# Run Qwen PPO with [verl](https://github.com/volcengine/verl)

This tutorial provides a step-by-step guide to using veRL for executing your RLHF pipeline. You can find our [github repo](https://github.com/volcengine/verl/) and [documentation](https://verl.readthedocs.io/en/latest/index.html) for mode details.
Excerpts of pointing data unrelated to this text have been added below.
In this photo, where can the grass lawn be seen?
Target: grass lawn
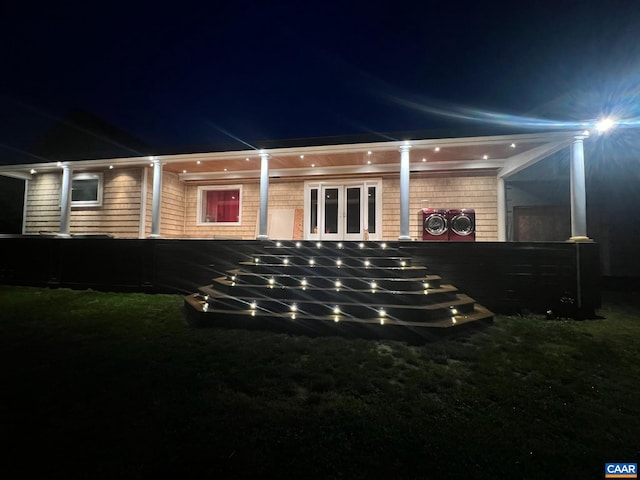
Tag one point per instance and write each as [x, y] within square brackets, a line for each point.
[106, 385]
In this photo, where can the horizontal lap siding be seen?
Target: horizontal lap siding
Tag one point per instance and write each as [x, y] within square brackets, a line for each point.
[119, 214]
[451, 191]
[42, 209]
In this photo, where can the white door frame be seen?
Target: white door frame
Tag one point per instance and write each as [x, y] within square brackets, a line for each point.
[314, 209]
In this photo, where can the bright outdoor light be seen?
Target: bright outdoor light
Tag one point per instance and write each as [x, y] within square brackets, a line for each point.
[605, 124]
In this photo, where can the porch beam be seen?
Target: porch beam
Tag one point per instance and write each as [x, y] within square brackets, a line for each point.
[65, 200]
[404, 192]
[264, 197]
[502, 210]
[156, 198]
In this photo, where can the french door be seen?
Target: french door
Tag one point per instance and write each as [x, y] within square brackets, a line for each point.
[343, 211]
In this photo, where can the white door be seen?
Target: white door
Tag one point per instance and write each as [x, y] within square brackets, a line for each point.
[342, 211]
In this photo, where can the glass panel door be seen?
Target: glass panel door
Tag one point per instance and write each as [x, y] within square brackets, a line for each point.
[331, 218]
[353, 213]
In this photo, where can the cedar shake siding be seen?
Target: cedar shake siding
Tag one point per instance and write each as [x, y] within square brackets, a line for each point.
[119, 214]
[445, 191]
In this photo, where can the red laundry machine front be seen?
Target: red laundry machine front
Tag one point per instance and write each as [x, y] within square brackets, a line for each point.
[434, 224]
[462, 224]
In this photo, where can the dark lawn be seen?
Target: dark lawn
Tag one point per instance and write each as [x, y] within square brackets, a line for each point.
[105, 385]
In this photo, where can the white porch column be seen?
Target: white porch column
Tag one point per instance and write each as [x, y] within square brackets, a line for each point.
[502, 211]
[155, 202]
[264, 196]
[578, 191]
[65, 200]
[404, 192]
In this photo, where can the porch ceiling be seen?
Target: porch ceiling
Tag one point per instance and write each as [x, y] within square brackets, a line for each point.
[490, 152]
[447, 156]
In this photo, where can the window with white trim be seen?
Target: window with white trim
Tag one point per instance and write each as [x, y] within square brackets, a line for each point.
[86, 190]
[219, 205]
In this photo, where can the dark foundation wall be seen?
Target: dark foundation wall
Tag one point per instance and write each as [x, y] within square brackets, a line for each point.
[505, 277]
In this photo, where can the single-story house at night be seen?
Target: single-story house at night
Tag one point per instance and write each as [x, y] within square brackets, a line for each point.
[315, 189]
[172, 221]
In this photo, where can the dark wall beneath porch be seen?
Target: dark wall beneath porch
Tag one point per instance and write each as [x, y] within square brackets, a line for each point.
[503, 276]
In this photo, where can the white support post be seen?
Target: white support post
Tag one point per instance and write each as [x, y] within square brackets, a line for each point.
[155, 202]
[264, 196]
[404, 192]
[502, 211]
[578, 192]
[65, 200]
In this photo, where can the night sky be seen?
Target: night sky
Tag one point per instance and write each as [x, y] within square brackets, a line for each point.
[179, 73]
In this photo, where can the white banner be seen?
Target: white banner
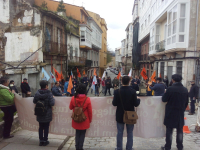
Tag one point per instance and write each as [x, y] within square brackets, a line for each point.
[149, 124]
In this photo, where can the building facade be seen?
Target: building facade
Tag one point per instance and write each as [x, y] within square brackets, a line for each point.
[172, 27]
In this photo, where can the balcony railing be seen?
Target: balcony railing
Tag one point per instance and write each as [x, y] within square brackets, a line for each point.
[55, 48]
[160, 46]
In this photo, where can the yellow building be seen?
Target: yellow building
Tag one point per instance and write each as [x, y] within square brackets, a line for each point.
[103, 52]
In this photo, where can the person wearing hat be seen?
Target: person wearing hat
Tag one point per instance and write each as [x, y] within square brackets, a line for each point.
[25, 88]
[193, 94]
[159, 88]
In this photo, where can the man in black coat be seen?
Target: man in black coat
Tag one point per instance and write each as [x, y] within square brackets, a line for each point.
[26, 90]
[108, 86]
[129, 99]
[194, 91]
[176, 97]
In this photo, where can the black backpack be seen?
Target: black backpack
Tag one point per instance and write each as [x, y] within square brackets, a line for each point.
[40, 109]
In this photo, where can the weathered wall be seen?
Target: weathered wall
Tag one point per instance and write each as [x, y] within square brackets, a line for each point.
[4, 11]
[20, 45]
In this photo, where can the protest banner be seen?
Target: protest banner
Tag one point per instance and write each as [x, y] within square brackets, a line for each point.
[149, 124]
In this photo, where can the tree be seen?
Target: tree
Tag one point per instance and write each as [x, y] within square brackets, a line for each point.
[61, 7]
[44, 5]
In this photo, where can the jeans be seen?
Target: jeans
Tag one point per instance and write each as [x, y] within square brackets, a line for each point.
[179, 138]
[120, 131]
[43, 131]
[192, 105]
[107, 89]
[79, 139]
[149, 93]
[8, 119]
[96, 90]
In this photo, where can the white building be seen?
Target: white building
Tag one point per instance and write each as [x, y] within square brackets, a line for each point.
[171, 26]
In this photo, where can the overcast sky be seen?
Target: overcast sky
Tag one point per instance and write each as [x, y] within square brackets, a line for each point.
[117, 13]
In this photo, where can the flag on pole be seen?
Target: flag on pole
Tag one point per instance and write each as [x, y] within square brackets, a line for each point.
[144, 73]
[95, 72]
[94, 82]
[119, 75]
[83, 72]
[45, 75]
[52, 77]
[78, 73]
[153, 77]
[71, 74]
[130, 73]
[70, 85]
[58, 75]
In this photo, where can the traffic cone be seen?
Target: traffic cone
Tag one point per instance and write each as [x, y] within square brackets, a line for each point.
[185, 127]
[188, 108]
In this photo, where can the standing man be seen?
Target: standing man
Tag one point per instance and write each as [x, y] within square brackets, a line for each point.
[159, 88]
[126, 96]
[135, 83]
[115, 84]
[26, 90]
[108, 86]
[194, 90]
[176, 97]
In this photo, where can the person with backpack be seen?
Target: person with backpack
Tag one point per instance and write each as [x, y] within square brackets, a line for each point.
[44, 101]
[82, 114]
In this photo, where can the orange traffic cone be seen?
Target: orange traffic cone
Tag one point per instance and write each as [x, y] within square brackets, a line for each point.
[185, 127]
[188, 108]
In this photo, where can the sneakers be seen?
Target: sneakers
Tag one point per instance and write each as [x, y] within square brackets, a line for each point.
[45, 143]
Please connect to a T4 GPU to run the notebook - It's **free**! However, be aware that the environment is not persisted and may be lost if the session is idle for some time.

### You will learn:

- How to install veRL from scratch.
- How to use existing scripts to run an RLHF pipeline with your own models and data.

# Dependency Installation

In [1]:
!pip3 uninstall torch torchaudio torchvision -y
!pip3 install torch==2.4.0 torchvision==0.19.0 --index-url https://download.pytorch.org/whl/cu121
!pip3 list | grep torch

Found existing installation: torch 2.5.1+cu121
Uninstalling torch-2.5.1+cu121:
  Successfully uninstalled torch-2.5.1+cu121
Found existing installation: torchaudio 2.5.1+cu121
Uninstalling torchaudio-2.5.1+cu121:
  Successfully uninstalled torchaudio-2.5.1+cu121
Found existing installation: torchvision 0.20.1+cu121
Uninstalling torchvision-0.20.1+cu121:
  Successfully uninstalled torchvision-0.20.1+cu121
Looking in indexes: https://download.pytorch.org/whl/cu121
Collecting torch==2.4.0
  Downloading https://download.pytorch.org/whl/cu121/torch-2.4.0%2Bcu121-cp310-cp310-linux_x86_64.whl (799.1 MB)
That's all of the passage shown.